The University seems to have a really nice working atmosphere, and all my colleagues are fantastic. Also, the department is small, but counts with great figures in Computer Science (Vladimir Vapnik since his retirement this year, Alexey Chervonenkis or Glenn Shafer, among others). Also, the fact that is not situated in the center of London makes the campus a quiet and peaceful zone (perfect for thinking and working).

I think it is going to be one of the most important periods of my research career (and probably my life).

6 may 2010

Manuscript of the thesis

I have uploaded the manuscript (and the slides) of my thesis (entitled Document Classification Models Based on Bayesian Networks) in the "publications" section of my webpage (so, if you want to have a look at it, you can). All comments will be welcomed.

29 abr 2010

PhD Defended

Defending the Thesis
Originally uploaded by AlfonsoERomero

At last! Also, with a "cum laude" (maximum mark) as the result. Now, it is time to look for a postdoc.

5 abr 2010

Looking for a postdoc

On April 20 27* I will defend my PhD thesis entitled "Document Classification Models based on Bayesian Networks". It has been a long way, and if everything runs normally, I will be a doctor by the end of this month.

In order to improve and open my scientific interests, I have decided to go for a postdoc in Europe. My current research interests are Document Classification, Information Retrieval and Bayesian networks. Anyway, I am interested in all approaches and applications in Machine Learning (not neccesarily documents), but in fact I am opened to any research topic containing a strong theoretical support.

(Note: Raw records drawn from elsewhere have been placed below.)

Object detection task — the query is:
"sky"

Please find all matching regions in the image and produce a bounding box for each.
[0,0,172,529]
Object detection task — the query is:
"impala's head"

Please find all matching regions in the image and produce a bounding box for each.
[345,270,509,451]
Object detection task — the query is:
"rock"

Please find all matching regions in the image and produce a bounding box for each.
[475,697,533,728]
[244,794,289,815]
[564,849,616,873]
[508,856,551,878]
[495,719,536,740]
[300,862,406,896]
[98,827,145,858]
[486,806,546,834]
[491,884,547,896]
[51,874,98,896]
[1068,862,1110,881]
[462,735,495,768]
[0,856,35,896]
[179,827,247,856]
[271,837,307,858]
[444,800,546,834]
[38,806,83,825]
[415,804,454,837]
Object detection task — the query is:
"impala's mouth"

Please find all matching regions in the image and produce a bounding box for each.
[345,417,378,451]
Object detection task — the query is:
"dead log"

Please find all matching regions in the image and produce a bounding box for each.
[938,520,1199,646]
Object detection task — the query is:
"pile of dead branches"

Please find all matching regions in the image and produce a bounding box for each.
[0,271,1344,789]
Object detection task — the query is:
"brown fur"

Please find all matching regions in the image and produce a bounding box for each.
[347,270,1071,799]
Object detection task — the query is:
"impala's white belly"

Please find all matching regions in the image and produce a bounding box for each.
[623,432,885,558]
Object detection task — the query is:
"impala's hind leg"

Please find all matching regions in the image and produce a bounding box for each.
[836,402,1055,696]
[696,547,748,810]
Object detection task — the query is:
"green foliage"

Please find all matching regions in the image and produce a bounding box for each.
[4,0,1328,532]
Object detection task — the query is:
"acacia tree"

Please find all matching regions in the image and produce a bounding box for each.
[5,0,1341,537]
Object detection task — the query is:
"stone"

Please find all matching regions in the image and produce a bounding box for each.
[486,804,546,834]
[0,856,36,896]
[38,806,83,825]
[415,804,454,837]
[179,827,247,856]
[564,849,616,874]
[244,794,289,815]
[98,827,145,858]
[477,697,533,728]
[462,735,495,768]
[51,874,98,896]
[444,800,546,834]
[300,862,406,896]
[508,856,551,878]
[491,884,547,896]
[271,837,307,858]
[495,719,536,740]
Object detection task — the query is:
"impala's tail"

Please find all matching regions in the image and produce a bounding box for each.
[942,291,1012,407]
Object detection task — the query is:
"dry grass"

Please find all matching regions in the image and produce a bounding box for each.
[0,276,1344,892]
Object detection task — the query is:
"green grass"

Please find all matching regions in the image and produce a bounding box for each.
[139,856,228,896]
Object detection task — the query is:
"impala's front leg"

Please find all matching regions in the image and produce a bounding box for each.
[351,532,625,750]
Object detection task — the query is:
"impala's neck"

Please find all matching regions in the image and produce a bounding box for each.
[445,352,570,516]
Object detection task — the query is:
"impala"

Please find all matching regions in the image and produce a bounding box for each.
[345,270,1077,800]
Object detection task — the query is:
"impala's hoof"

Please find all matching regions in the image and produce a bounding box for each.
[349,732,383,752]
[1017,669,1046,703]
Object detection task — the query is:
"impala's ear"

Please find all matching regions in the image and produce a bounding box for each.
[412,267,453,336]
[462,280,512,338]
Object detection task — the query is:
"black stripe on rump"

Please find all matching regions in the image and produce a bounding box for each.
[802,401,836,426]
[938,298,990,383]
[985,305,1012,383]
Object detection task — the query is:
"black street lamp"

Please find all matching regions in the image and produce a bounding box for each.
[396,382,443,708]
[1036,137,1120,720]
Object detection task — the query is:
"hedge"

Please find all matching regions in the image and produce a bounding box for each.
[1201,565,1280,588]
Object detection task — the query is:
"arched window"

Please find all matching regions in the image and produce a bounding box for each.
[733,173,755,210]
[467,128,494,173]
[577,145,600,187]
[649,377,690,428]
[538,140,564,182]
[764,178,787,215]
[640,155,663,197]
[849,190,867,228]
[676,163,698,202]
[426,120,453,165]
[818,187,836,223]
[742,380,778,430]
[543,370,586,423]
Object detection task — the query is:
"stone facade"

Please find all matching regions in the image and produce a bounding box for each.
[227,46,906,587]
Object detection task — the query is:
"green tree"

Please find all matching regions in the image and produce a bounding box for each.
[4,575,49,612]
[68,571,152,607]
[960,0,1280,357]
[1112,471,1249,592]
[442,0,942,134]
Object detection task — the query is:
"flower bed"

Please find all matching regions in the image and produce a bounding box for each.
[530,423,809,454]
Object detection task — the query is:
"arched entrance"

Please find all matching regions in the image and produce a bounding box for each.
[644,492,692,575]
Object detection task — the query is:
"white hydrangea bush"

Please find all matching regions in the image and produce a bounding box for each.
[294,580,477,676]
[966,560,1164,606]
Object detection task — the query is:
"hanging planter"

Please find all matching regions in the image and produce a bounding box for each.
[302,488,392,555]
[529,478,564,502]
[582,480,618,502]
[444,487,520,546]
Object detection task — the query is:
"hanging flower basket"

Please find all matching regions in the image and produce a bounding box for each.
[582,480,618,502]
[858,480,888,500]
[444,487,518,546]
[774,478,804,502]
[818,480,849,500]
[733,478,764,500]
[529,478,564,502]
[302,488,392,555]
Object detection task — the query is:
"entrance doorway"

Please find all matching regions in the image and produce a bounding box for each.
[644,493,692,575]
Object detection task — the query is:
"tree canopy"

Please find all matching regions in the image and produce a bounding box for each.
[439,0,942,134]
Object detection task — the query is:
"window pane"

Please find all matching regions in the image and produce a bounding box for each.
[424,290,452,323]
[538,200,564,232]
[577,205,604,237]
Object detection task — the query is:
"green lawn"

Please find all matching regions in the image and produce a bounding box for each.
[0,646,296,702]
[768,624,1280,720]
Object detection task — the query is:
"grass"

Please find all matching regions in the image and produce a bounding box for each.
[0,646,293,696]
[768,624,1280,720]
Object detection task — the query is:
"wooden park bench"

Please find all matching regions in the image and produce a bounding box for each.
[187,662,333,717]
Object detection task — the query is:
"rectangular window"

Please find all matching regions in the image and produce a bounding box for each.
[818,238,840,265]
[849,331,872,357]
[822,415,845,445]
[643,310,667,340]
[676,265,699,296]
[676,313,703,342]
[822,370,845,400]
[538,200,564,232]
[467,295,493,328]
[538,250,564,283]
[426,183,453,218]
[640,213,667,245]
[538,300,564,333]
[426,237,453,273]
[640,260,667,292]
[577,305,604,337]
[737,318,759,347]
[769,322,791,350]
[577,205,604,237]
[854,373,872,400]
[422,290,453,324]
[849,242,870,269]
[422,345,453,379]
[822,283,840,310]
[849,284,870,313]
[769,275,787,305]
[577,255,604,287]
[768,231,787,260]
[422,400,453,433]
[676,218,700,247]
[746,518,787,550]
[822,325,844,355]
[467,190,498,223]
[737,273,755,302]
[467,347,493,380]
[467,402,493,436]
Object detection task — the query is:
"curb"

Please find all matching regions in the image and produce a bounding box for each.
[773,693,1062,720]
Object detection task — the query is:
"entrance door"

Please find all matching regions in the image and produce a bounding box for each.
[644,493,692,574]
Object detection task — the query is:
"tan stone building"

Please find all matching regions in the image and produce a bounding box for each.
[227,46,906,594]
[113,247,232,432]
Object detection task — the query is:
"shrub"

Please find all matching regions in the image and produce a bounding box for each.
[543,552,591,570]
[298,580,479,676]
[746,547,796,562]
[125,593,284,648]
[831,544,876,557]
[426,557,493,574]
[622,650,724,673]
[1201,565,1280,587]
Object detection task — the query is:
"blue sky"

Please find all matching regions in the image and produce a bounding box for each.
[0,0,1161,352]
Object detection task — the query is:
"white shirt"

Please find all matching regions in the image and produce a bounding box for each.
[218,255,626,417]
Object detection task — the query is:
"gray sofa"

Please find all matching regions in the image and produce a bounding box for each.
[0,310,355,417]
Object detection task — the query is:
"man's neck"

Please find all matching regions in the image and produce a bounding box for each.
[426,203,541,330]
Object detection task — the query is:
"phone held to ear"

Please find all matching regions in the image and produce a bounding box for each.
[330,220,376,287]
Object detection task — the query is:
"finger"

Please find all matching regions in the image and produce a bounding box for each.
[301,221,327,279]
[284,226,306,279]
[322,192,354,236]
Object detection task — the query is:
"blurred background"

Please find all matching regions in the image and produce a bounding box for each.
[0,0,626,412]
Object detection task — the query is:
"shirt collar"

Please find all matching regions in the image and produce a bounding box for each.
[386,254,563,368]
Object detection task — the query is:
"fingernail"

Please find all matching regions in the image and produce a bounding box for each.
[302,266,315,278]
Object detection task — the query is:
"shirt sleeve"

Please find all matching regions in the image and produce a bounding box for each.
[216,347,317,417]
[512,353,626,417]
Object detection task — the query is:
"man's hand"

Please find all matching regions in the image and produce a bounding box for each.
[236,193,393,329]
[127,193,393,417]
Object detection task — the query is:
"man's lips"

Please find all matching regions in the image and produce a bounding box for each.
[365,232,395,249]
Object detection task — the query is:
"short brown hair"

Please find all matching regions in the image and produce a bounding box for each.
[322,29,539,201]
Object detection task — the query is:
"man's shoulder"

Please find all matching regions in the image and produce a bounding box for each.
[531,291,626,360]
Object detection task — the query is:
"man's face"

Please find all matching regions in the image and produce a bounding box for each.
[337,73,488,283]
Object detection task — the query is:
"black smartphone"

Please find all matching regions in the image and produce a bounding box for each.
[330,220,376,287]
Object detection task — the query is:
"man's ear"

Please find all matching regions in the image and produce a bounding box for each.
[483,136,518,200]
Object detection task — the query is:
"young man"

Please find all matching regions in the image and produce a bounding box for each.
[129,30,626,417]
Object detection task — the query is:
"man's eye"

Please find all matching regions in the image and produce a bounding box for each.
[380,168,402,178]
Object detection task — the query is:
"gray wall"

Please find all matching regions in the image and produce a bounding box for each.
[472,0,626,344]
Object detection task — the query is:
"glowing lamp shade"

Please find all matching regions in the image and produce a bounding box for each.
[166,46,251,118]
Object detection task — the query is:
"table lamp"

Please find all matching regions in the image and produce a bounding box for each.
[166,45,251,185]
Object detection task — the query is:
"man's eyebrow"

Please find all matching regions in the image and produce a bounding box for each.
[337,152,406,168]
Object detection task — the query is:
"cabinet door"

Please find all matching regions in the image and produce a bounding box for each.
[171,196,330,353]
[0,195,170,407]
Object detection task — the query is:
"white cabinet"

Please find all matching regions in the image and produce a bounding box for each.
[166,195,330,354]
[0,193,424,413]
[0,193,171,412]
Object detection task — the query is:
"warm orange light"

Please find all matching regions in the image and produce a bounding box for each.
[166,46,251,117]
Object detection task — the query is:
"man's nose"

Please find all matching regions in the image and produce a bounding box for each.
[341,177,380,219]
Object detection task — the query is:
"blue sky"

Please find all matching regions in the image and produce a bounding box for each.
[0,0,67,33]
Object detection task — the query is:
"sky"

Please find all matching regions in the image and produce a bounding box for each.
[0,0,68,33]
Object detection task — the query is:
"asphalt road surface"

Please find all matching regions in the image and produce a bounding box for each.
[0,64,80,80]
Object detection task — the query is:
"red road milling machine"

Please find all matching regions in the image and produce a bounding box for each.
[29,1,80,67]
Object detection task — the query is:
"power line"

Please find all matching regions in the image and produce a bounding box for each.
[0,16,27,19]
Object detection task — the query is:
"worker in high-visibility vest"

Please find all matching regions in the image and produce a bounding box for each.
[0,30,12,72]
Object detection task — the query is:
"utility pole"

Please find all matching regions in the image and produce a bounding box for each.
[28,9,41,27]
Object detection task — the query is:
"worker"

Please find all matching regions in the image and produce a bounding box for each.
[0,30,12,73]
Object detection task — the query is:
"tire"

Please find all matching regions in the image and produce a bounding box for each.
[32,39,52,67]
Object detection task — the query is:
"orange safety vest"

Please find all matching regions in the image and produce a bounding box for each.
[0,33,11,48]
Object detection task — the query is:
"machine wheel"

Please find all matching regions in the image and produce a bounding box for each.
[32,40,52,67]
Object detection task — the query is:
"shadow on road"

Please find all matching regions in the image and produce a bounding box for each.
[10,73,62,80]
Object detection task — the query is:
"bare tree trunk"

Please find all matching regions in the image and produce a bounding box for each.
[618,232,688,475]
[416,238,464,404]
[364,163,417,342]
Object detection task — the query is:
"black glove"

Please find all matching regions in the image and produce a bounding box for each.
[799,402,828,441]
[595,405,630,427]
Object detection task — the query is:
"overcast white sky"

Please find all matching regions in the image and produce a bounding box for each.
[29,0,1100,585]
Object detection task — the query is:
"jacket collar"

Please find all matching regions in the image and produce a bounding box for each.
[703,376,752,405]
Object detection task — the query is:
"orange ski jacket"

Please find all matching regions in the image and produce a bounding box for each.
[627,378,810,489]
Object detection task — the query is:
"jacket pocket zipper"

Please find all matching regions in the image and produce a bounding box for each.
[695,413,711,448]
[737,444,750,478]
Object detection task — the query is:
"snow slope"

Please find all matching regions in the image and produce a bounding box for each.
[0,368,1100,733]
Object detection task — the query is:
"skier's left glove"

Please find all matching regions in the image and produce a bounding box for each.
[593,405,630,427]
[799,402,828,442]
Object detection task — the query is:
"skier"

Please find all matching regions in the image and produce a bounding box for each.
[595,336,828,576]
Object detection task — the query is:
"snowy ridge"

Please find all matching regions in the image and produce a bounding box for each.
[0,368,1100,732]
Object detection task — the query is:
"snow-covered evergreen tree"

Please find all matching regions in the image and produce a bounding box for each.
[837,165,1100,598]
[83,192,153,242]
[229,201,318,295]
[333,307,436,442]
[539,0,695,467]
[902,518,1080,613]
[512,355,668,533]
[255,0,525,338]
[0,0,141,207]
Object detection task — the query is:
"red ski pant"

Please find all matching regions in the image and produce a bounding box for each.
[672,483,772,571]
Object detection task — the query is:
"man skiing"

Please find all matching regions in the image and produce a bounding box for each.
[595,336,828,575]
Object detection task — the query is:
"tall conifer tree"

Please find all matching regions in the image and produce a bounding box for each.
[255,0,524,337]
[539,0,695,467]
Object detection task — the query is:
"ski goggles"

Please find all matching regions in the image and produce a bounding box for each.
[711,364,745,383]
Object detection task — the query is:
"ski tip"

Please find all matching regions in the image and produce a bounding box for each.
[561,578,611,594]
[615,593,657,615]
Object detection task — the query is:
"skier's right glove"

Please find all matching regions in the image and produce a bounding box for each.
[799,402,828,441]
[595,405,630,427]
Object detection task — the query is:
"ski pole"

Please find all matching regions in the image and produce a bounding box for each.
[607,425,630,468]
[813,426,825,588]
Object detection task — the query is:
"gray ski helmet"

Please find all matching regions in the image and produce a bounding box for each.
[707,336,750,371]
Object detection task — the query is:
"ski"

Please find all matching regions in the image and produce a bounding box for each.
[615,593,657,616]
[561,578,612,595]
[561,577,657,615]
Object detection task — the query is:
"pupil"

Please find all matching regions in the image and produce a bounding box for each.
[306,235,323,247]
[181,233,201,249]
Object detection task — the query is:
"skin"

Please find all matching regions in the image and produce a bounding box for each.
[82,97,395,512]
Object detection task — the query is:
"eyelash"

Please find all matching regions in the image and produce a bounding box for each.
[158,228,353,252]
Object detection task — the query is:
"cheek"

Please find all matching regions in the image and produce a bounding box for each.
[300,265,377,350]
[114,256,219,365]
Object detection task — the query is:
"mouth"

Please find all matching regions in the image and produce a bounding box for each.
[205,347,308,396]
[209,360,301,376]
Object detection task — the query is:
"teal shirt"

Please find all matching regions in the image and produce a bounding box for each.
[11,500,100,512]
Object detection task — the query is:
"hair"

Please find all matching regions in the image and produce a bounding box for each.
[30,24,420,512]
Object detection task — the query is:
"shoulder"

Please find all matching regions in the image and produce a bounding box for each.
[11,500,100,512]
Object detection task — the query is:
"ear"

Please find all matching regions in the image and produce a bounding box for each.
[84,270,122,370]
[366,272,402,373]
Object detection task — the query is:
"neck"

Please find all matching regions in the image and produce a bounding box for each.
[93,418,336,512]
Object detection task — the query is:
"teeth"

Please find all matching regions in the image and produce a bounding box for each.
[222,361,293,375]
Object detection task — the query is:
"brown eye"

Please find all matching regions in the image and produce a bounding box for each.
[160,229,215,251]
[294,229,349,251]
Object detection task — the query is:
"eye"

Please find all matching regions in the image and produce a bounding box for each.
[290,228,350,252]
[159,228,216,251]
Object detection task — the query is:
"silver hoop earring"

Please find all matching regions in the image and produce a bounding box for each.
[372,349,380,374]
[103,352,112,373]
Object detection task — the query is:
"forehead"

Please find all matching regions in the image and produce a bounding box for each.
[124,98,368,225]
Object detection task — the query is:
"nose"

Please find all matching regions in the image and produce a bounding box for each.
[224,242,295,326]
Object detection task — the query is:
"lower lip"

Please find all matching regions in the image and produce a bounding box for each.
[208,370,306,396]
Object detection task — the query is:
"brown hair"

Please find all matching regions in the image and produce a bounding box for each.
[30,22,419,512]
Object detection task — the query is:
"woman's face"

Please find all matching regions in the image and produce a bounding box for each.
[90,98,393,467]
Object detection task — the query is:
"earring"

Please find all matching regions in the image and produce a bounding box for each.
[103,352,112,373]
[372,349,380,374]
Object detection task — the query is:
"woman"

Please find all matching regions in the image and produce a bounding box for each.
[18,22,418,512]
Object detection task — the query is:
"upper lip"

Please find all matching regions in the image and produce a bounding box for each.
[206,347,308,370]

I have a degree (Ingeniería, like BEng + MSc) in Computer Science, and (will have) a PhD in Computer Science, and I think I have a decent list of publications (here are some of them).

So, if you hear of some interesting offer (or if you maybe can give me one), I will be grateful to listen to it. My email: alfonsoeromero (AT) gmail (DOT) com.

_____________________

* Finally, I had some problems due to the famous volcano, and the defense was on April 27.